- The California Public Utilities Commission issued a decision approving community solar regulations late in 2014 and is expected to finalize details late in January. Community solar plans allow utility customers to buy portions of solar arrays, by the kilowatt or by the module, and get credit on their bills for the electricity produced.
- Community solar is aimed at utility customers who are not homeowners or don’t have solar-suitable rooftops or good credit scores. With an estimated 75% of all residential rooftops unsuitable and the millions of renters and low income utility customers, the potential market in California is estimated at tens of millions of buyers.
- The CPUC-approved plan will allow utilities to charge community solar participants fees for grid use and maintenance that aren’t paid by rooftop solar customers. Solar advocates claim the fees fail to accurately balance the costs and benefits of distributed solar to the grid.
There are only an estimated 55 to 60 community solar projects in the U.S., with Colorado and Massachusetts leading the market. The U.S. market potential for community solar has been estimated as high as 7 times that of rooftop solar.

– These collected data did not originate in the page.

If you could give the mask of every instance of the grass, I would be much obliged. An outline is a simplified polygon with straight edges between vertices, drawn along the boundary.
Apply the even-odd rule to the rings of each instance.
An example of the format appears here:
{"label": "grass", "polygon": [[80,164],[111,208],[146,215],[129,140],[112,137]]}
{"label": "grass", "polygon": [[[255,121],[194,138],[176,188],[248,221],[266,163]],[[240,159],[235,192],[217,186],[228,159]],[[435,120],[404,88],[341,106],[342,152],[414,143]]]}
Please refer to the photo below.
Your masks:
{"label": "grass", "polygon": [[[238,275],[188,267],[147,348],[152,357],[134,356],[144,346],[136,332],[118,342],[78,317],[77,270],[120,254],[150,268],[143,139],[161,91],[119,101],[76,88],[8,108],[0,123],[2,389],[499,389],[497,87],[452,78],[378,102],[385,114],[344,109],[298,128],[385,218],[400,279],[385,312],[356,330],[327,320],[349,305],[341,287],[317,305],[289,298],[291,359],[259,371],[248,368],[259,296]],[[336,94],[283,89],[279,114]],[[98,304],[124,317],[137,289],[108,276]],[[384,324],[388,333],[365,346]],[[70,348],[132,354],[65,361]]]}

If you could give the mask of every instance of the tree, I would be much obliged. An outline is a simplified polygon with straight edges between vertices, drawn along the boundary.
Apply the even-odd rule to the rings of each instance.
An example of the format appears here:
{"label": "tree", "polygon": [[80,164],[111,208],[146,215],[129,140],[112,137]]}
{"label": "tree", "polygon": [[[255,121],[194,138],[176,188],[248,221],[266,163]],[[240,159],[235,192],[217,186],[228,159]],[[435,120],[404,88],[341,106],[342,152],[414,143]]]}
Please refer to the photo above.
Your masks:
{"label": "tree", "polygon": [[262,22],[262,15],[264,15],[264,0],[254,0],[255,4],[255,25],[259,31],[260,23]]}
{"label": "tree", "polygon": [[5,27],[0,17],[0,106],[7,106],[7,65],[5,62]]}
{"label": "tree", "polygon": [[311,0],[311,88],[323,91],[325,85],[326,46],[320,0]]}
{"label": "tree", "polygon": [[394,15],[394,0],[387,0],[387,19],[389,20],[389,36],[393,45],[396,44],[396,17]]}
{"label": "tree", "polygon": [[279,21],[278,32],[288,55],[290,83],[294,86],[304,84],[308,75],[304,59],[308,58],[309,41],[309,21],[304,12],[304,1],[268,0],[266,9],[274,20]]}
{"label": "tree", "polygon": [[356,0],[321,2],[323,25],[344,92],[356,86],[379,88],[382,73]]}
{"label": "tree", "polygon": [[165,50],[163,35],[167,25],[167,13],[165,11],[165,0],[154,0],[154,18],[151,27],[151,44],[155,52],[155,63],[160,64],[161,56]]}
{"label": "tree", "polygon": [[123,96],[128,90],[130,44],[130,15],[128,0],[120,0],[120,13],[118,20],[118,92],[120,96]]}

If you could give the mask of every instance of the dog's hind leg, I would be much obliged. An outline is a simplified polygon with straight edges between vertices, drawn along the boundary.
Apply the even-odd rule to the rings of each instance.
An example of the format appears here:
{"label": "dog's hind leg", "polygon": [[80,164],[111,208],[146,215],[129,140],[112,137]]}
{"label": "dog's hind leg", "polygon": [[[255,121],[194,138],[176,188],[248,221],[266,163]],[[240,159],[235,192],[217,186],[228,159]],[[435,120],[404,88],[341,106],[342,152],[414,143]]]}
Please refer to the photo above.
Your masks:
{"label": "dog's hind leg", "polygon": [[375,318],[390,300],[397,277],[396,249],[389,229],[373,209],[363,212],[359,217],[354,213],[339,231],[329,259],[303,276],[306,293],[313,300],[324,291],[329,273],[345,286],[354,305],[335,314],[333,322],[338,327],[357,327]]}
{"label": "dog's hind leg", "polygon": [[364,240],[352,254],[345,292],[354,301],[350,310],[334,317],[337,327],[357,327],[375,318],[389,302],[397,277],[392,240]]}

The Clean Energy Collective (CEC) is the leading developer of community solar. First Solar, one of the biggest developers of utility-scale solar in the world, recently bought a major interest in CEC.
CEC Corporate Development VP Tom Hunt told this reporter the best community solar policy laws are in Colorado, Minnesota, the District of Columbia, and Massachusetts.
The fees in the CPUC proposal could cause community solar participants' bills to increase by one-third, making participation unaffordable for renters and low-income electricity customers, according to Votesolar West Coast Director Susannah Churchill.